I am sure you may have many questions about how this actually works since there are only three wires controlling eight LEDs. You also may have noticed a little black circuit that is taking on all of these wires. This circuit is called a shift register. The shift register sets eight pins high or low depending on a number that you lock into the circuit. This number is from 0 to 255 which also coincides with the numbers that can be represented by the LEDs. The number controls the shift register by taking its binary representation and using each bit of the number to control the state of the corresponding pin. If the bit is 1, then the LED in that position is turned on, but if the bit is 0, then the LED in that position is turned off.
Here is an example: 147 in decimal => 10010011 in binary. This means that pins 1,2,5,and 8 are set high. (Remember that binary numbers are read right most bit first) If you look at the picture of 147 represented in binary, you will see that LEDs 1,2,5, and 8 are turned on.

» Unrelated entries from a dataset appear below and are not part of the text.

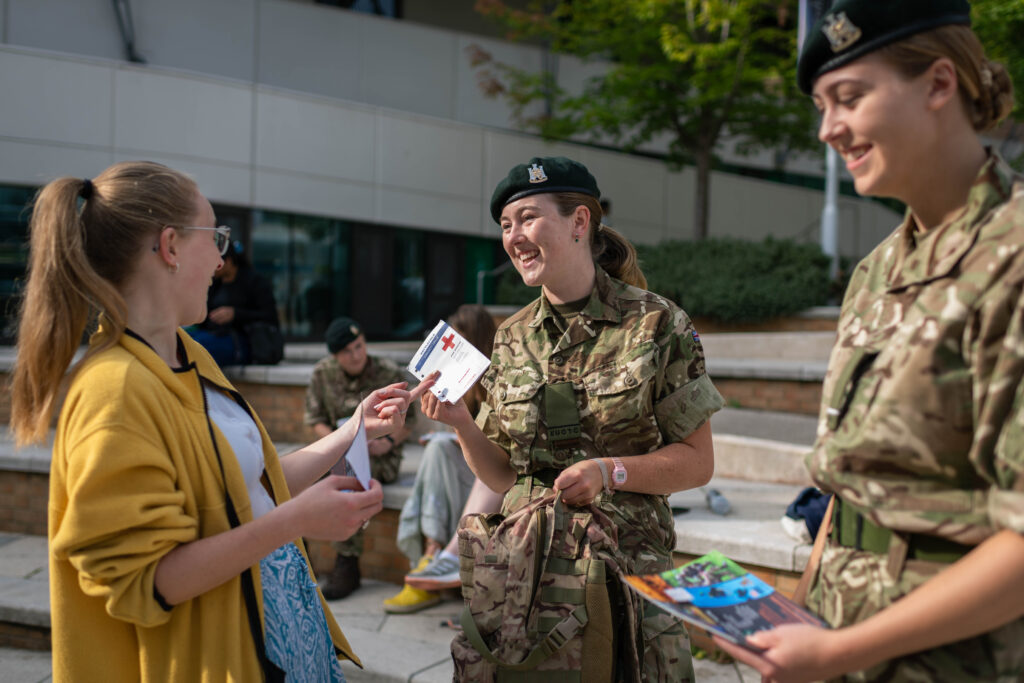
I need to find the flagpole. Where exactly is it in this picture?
[797,0,839,280]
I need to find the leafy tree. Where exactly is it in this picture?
[470,0,815,238]
[971,0,1024,168]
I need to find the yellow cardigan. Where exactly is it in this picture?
[49,330,361,683]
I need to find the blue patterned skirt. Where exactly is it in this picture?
[259,543,345,683]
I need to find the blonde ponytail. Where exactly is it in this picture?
[10,162,197,445]
[879,25,1014,133]
[552,193,647,290]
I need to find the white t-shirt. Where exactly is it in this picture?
[203,384,274,519]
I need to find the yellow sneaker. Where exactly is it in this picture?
[384,585,441,614]
[384,555,441,614]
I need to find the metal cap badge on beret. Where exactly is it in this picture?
[490,157,601,223]
[797,0,971,94]
[324,317,362,353]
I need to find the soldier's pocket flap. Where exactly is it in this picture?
[496,376,544,404]
[583,361,657,396]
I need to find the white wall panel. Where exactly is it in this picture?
[376,187,480,234]
[114,150,252,206]
[0,50,113,146]
[132,0,256,81]
[663,168,697,240]
[0,139,114,185]
[377,113,483,201]
[6,0,124,59]
[358,16,458,119]
[257,0,362,100]
[253,169,378,220]
[577,147,669,226]
[115,68,253,164]
[255,92,376,183]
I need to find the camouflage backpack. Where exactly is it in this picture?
[452,494,643,683]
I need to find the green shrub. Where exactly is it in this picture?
[497,238,835,323]
[637,238,831,323]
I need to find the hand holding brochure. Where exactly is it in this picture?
[623,551,828,651]
[409,321,490,403]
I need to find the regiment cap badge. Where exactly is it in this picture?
[821,12,861,52]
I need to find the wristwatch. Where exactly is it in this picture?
[611,458,626,488]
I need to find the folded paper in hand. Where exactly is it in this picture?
[331,405,370,490]
[409,321,490,403]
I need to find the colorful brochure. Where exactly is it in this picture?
[623,551,828,651]
[409,321,490,403]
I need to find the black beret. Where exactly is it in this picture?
[490,157,601,223]
[797,0,971,94]
[326,317,362,353]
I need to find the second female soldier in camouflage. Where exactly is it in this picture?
[720,0,1024,681]
[423,158,723,681]
[304,317,416,600]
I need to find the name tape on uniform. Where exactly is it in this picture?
[409,321,490,403]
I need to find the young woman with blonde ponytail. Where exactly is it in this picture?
[421,157,723,681]
[11,162,429,683]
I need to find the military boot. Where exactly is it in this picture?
[317,555,359,600]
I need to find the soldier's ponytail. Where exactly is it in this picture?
[10,162,197,445]
[552,193,647,290]
[879,25,1014,133]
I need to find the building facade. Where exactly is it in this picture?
[0,0,896,339]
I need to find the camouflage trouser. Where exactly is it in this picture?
[807,543,1024,683]
[502,484,694,683]
[331,451,401,557]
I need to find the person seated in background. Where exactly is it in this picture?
[188,241,279,367]
[384,304,502,614]
[304,317,416,600]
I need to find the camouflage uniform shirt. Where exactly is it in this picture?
[477,268,723,681]
[808,155,1024,680]
[303,355,416,483]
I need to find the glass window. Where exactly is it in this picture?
[391,229,428,339]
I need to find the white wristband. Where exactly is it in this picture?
[595,458,609,490]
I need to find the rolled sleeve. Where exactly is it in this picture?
[50,428,199,627]
[302,368,334,427]
[654,375,725,443]
[654,309,725,443]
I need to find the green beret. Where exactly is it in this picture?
[490,157,601,223]
[325,317,362,353]
[797,0,971,94]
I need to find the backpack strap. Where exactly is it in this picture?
[460,605,589,675]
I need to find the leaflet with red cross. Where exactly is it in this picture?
[409,321,490,403]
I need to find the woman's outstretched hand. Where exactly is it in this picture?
[420,387,473,429]
[714,624,847,683]
[286,474,384,541]
[362,373,440,438]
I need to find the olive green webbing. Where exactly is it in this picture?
[833,498,973,562]
[544,382,582,447]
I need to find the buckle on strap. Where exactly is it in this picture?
[544,382,583,449]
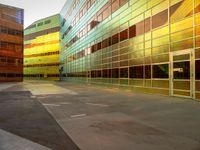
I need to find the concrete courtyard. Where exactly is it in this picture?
[0,81,200,150]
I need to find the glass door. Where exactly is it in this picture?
[171,50,194,98]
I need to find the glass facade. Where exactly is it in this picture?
[60,0,200,99]
[0,4,24,82]
[24,15,61,80]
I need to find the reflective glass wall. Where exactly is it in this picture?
[24,15,60,80]
[0,4,24,82]
[60,0,200,99]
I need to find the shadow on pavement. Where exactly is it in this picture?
[0,91,79,150]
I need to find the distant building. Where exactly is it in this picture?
[24,14,60,80]
[0,4,24,82]
[60,0,200,99]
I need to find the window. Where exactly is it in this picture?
[44,20,51,24]
[136,21,144,35]
[120,68,128,78]
[112,0,119,13]
[129,66,143,78]
[144,18,151,32]
[195,60,200,80]
[120,29,128,41]
[112,68,119,78]
[152,10,168,29]
[145,65,151,79]
[112,33,119,45]
[129,25,136,38]
[37,22,43,26]
[153,64,169,78]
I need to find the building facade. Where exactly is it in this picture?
[24,14,61,80]
[0,4,24,82]
[60,0,200,99]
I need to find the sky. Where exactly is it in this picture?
[0,0,66,28]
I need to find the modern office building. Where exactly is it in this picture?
[24,14,61,80]
[0,4,24,82]
[60,0,200,99]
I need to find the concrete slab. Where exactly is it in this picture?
[25,83,77,95]
[0,129,50,150]
[51,112,199,150]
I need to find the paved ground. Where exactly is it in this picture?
[0,81,200,150]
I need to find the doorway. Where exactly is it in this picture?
[170,49,195,98]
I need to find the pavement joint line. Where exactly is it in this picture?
[70,114,87,118]
[86,103,109,107]
[42,104,60,107]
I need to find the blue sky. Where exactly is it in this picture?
[0,0,66,27]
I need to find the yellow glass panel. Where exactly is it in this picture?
[152,0,169,15]
[153,36,169,47]
[170,0,193,22]
[195,13,200,25]
[152,26,169,38]
[171,28,193,42]
[171,17,193,32]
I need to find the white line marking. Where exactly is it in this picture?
[60,102,72,105]
[43,104,60,107]
[86,103,108,107]
[31,96,36,98]
[38,97,47,99]
[70,114,86,118]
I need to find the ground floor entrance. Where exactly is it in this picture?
[170,49,195,98]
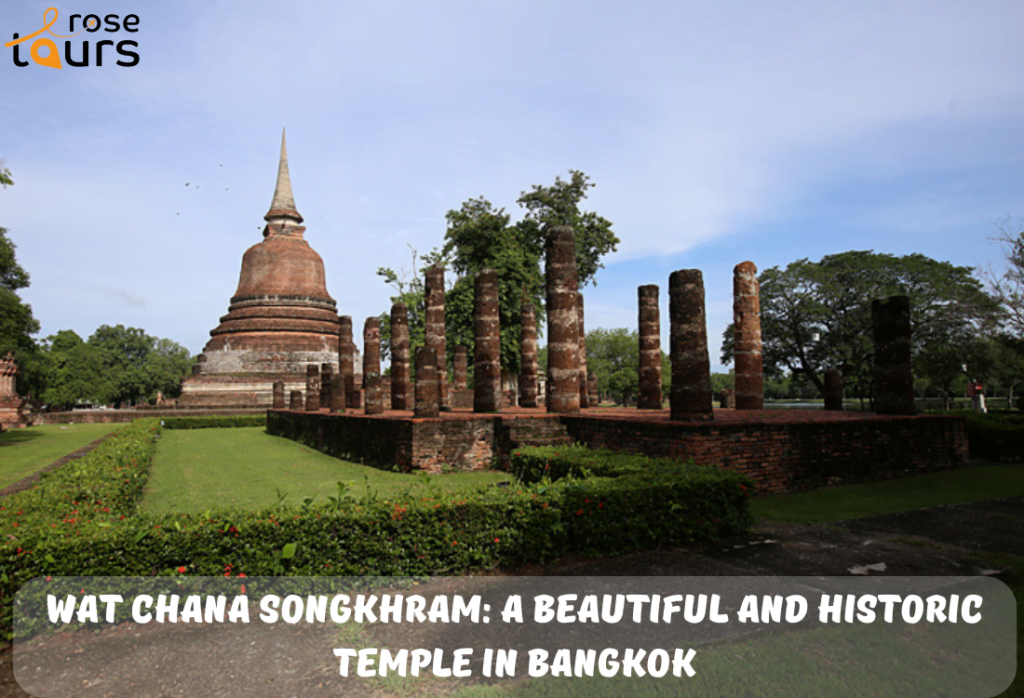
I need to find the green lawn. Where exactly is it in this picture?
[142,427,508,513]
[0,424,124,487]
[751,465,1024,524]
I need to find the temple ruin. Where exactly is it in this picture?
[178,134,339,408]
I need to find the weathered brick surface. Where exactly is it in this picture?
[637,283,663,409]
[267,409,968,494]
[415,347,440,417]
[577,292,590,409]
[306,365,319,412]
[473,269,502,412]
[669,269,714,422]
[389,303,414,409]
[732,262,765,409]
[824,368,845,411]
[519,298,538,407]
[451,344,472,390]
[423,266,447,408]
[545,225,580,413]
[362,317,381,388]
[364,374,384,415]
[562,412,968,494]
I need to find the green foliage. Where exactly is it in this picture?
[722,252,996,403]
[160,412,266,429]
[0,227,39,394]
[516,170,620,289]
[511,446,755,553]
[0,420,752,637]
[964,411,1024,461]
[377,170,618,374]
[587,328,672,404]
[81,324,191,404]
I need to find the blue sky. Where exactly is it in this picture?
[0,0,1024,369]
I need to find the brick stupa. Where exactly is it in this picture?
[178,128,340,408]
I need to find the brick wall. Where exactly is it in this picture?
[562,416,968,493]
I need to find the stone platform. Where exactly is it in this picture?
[267,407,968,493]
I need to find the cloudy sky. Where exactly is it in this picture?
[0,0,1024,365]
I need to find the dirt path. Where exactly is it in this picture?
[0,496,1024,698]
[0,432,115,497]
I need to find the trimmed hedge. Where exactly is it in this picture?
[161,412,266,429]
[0,420,753,638]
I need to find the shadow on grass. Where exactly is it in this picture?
[0,429,45,448]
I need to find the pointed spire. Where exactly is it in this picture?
[263,129,302,227]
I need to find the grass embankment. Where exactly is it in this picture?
[751,465,1024,524]
[142,427,509,514]
[751,456,1024,698]
[0,424,124,488]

Now that we know how the shift register works, lets talk about the switches. I have worked with the switches on the sun spots, but these ones are completely different. These switches give off a constant voltage when they are not pressed, therefore, when the switch is pressed the voltage lowers. This was really simple to program considering the main method of the Arduino code loops over and over again. This basically becomes a listener for the switches.
The last bit I have to talk about is serial communication. The Arduino connects to the computer using a USB cable and has a serial communication interface built in. One of the pictures included with the post shows the interface. As you can see, there is a place to enter in text and send it to the Arduino. This is also where the Arduino will print out if I want it to.
This was a fun project to build because I got the Arduino in a developers kit which included several electrical components which was used to build this project. It took me awhile to think of something fun to do with all of these. I figured an easy to use binary converter would make my life easier as well as help teach some of my friends binary!